This month, we lost another legend – Alex Trebek, the long-time host of the game show Jeopardy. Trebek was a fixture in most Americans’ living rooms for over thirty-seven seasons and over 8,200 episodes. For many families, watching Jeopardy and its iconic host was a dinner time ritual. Spanning almost four decades, the game show supplied consistency and familiarity much needed in American life.

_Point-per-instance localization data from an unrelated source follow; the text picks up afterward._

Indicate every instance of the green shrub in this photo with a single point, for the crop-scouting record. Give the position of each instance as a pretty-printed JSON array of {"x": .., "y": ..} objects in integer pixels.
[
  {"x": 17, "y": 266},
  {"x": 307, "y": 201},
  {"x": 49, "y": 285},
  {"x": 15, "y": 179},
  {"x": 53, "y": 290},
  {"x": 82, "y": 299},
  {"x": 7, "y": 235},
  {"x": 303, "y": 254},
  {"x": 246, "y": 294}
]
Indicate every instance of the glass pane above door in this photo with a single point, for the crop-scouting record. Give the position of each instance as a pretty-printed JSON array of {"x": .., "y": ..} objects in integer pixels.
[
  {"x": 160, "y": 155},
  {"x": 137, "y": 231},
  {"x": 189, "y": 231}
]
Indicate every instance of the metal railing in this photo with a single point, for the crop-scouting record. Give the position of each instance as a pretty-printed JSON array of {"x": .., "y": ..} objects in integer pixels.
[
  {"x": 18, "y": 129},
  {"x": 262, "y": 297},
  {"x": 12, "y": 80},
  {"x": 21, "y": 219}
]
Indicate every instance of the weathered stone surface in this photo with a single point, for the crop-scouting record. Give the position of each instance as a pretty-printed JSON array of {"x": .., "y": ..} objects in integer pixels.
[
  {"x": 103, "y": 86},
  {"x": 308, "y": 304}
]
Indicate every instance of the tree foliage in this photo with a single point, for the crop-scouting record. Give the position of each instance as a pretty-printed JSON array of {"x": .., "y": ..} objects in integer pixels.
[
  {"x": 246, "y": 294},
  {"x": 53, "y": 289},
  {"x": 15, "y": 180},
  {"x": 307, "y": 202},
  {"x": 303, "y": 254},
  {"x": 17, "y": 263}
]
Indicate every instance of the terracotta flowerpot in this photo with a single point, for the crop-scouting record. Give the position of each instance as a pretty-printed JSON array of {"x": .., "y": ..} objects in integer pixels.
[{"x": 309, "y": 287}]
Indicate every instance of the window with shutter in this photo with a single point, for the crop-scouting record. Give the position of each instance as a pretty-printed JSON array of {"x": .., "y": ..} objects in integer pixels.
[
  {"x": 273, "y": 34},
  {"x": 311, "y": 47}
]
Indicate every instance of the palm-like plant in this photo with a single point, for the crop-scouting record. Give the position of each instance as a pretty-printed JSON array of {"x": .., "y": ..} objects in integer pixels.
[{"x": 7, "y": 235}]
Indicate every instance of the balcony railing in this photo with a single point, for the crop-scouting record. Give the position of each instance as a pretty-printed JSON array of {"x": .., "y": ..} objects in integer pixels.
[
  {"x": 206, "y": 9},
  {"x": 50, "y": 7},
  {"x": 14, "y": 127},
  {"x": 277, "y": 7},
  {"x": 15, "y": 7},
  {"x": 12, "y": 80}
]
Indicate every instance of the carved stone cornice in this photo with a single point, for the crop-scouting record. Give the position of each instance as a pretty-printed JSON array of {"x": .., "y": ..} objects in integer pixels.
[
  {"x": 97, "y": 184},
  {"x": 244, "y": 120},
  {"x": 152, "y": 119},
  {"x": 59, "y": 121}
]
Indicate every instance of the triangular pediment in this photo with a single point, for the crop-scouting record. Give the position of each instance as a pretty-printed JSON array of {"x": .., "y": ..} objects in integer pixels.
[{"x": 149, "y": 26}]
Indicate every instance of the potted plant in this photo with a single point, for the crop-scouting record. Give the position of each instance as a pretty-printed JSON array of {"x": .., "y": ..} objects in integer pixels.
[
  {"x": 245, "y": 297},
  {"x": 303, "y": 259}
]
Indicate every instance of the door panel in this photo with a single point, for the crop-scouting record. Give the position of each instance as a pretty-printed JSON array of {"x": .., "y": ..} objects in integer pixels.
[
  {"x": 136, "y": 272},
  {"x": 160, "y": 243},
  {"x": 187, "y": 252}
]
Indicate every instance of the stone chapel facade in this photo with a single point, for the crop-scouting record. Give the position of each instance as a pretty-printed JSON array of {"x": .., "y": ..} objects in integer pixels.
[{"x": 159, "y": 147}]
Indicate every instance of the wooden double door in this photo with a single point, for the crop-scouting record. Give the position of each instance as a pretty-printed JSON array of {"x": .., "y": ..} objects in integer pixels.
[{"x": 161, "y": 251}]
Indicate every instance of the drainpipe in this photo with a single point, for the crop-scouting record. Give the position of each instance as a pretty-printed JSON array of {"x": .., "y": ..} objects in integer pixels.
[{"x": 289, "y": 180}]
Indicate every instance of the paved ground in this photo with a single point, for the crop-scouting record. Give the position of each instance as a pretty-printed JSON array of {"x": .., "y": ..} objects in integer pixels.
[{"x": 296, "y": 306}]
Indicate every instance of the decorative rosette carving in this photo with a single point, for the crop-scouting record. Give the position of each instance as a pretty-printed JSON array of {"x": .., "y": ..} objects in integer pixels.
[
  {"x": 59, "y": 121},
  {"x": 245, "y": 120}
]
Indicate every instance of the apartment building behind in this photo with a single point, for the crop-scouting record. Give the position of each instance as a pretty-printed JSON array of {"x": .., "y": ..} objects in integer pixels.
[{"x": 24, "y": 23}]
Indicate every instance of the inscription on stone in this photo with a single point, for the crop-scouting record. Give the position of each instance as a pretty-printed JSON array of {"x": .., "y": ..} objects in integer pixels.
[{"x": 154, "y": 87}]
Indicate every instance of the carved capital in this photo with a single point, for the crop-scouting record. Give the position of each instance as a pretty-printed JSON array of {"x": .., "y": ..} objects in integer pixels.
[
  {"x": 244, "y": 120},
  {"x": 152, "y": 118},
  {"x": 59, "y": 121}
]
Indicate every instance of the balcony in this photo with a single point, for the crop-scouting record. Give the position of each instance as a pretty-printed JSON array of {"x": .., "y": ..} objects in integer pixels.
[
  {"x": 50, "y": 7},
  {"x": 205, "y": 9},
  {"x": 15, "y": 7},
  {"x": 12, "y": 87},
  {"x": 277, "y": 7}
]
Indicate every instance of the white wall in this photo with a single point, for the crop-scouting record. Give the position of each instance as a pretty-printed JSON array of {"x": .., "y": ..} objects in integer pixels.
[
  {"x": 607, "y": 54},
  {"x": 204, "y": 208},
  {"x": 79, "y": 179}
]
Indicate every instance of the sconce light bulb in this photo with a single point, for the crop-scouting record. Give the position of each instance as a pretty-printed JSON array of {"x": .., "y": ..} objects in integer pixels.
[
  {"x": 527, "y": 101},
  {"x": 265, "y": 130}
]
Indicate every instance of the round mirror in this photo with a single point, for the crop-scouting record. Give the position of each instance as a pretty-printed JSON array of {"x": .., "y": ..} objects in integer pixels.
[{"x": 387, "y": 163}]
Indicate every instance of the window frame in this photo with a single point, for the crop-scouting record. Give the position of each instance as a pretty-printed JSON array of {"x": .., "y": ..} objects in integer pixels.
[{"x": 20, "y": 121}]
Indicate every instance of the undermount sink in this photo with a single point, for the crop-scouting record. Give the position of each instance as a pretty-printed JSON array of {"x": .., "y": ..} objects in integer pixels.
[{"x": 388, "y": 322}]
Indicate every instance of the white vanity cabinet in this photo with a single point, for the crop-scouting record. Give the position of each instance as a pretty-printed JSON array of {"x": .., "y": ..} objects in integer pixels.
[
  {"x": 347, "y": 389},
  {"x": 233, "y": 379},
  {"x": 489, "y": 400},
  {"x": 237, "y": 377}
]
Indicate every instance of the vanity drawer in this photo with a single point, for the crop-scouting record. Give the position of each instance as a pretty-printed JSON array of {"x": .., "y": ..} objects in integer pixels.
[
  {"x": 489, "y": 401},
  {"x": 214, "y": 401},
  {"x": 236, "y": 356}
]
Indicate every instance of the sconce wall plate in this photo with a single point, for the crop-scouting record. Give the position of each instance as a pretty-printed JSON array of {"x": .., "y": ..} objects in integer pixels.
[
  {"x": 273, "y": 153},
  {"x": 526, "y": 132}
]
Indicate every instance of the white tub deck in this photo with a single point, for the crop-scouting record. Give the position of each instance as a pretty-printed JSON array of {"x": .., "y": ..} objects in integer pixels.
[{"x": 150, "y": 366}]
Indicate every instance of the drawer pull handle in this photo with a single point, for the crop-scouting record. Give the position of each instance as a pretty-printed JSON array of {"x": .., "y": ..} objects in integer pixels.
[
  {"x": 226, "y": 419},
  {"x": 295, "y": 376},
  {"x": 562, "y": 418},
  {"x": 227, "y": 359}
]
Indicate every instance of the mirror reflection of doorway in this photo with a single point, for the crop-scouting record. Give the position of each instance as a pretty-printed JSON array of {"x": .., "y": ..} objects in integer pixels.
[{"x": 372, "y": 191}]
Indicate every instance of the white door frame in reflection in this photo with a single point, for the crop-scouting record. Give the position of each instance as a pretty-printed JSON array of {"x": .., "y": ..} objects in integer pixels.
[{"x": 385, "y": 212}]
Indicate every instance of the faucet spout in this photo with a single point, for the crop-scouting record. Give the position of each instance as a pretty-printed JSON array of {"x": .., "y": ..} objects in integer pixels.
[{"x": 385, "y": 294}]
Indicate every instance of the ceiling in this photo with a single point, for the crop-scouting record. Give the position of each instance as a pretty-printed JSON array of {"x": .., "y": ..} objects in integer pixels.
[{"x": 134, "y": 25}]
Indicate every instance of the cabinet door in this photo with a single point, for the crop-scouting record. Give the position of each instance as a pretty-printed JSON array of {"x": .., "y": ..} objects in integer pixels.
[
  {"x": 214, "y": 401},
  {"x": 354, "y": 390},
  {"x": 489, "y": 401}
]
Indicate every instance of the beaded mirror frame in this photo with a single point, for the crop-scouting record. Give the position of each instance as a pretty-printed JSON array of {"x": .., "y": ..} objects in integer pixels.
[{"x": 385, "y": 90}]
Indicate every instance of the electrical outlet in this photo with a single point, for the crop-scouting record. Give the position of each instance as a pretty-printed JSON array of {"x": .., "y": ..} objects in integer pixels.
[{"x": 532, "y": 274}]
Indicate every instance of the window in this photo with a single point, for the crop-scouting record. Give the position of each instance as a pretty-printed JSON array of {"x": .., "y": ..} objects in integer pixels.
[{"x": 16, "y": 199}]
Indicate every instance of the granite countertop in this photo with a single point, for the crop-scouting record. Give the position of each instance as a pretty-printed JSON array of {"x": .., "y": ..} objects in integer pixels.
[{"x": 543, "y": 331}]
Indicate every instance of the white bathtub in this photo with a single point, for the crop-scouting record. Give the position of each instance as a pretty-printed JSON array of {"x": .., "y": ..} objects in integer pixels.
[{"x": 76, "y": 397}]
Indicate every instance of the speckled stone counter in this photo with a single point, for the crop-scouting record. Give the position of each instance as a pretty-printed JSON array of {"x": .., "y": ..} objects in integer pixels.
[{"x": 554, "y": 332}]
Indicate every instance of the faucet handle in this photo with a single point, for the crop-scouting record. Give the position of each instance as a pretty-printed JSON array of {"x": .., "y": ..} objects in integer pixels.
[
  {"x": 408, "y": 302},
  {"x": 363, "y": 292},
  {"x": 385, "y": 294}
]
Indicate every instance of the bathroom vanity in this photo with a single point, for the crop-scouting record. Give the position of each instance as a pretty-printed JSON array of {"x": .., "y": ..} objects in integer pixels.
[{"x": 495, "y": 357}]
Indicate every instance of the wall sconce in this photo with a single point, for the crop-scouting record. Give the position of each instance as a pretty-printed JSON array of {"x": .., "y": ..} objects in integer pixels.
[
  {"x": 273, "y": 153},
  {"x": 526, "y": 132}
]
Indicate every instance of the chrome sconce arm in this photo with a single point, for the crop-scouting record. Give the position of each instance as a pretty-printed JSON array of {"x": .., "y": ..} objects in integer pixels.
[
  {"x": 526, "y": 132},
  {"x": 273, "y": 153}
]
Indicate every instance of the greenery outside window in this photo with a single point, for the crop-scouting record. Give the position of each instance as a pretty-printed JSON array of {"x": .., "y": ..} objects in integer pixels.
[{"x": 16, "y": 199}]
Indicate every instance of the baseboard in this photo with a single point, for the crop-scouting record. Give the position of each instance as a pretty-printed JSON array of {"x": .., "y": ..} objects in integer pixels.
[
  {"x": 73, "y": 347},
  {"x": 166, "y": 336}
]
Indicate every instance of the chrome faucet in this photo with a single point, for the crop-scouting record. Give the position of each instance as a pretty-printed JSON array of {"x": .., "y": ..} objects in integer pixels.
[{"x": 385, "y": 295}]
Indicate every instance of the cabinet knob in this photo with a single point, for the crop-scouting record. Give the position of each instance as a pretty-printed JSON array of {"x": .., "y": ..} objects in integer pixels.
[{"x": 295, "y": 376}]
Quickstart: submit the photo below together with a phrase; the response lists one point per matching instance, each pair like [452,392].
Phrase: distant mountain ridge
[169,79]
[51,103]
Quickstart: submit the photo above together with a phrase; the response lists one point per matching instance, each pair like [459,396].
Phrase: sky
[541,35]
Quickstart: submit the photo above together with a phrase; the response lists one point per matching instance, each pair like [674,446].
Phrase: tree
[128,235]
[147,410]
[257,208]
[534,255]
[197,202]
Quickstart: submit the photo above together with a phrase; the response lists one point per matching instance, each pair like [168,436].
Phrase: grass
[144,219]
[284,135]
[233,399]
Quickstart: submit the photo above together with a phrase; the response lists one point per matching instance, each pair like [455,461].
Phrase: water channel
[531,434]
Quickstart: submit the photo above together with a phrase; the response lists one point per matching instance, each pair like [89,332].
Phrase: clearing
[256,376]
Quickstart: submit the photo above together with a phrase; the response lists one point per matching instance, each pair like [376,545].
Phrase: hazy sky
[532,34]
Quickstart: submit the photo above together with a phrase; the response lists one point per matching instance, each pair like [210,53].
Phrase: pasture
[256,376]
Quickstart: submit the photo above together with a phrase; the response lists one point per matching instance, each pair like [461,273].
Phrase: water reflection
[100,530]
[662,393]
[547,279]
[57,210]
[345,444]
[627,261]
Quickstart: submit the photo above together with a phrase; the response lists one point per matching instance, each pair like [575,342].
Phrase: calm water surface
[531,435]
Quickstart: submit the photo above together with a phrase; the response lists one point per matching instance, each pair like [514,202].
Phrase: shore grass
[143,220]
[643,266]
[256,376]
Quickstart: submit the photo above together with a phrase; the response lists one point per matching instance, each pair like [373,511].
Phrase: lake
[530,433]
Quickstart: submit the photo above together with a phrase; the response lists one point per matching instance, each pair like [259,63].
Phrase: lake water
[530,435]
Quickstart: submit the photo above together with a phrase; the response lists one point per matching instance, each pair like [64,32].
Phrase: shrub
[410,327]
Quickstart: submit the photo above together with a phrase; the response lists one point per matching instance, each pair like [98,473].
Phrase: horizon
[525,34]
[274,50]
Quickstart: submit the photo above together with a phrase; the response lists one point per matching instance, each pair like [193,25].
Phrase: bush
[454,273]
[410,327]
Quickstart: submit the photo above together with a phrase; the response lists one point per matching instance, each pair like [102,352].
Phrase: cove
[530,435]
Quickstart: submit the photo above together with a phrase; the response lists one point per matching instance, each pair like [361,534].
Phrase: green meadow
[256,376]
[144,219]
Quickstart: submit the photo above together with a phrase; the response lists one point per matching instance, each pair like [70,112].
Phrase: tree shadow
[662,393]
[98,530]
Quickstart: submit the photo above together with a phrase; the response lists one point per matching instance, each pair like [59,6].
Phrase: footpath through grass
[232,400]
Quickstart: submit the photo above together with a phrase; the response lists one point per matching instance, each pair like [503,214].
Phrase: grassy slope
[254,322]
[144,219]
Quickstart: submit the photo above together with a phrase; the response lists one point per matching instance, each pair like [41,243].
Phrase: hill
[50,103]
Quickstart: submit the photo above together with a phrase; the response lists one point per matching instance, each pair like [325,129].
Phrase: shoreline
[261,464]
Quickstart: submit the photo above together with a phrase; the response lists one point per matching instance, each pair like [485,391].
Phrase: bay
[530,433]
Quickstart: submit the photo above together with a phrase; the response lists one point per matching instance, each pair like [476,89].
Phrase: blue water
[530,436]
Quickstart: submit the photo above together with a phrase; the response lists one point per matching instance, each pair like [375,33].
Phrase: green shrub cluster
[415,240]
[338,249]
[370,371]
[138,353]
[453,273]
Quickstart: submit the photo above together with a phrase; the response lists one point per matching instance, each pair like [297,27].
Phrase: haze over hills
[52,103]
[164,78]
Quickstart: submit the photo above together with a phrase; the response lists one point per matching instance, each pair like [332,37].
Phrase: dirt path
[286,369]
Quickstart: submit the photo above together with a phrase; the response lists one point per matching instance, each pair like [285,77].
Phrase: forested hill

I am among the millions of viewers who will miss Trebek’s consistent presence. But it is not just the loss of the comfort that comes from the same person in a familiar role delivering a nightly gift in an unvarying format. It is what Trebek and the other greats that have left us this year represent. They all simply showed up. Trebek did so right up until the end, enduring the pain of late-stage pancreatic cancer and taping his last episode only two weeks before his passing! Kobe Bryant gave everything he had every game for twenty seasons with the same team. And he didn’t stop there. It was in his “retirement” that his greatness seemed to really take off. John Lewis never stopped getting into “good trouble,” serving his Congressional constituents for thirty-four straight years up until his death. Ruth Bader Ginsburg was perhaps the epitome of showing up, so much so that she was posthumously criticized (unfairly in my view) for continuing to do what she loved until her last days.
Woody Allen once quipped, “Eighty percent of success in life is showing up.” I believe the percentage may be higher. We’re a nation of talkers. We plan, we dream, we intend, we commit. But we don’t actually show up nearly enough, and certainly not with the relentlessness and consistency that is needed.
In a world that seems to be unraveling at times, here’s my simple advice. Show up. If you’re a parent, show up each day for your children. Don’t pretend that you can and should shape them into something they’re not. Just show up. If you have parents, show up. Call them every day or once a week or whatever is right for you. Tell them you love them. It doesn’t matter that their politics are different than yours or that they seem to complain about something all the time. Just show up. If you have a life partner, show up. Listen, be curious, be kind. Hold onto your individualism and still show up for the person you’ve committed your life to. Show up for your friends. When one of them gets ill, or is getting a divorce, or loses a job, or simply needs someone to talk to. If you’re an employee, show up and do your job. It’s that simple. End of year performance reviews are happening right now, and guess which employees will get rewarded? The ones that show up consistently and reliably and do their jobs with maturity and without too much “me” in the equation. If you’ve wanted to do something big in your life, like write a book, play the piano, get in great shape, read the classics, travel the world, then show up and get started. And continue to show up every day.
Showing up each day is hard. If it weren’t, we wouldn’t celebrate those exceptional people who do it so consistently. At the same time, it’s so simple. We over-complicate our lives, assuming there is some complex formula for living the good life. In the wake of greatness lies a trail of clues. Trebek left us a precious and simple one – just show up.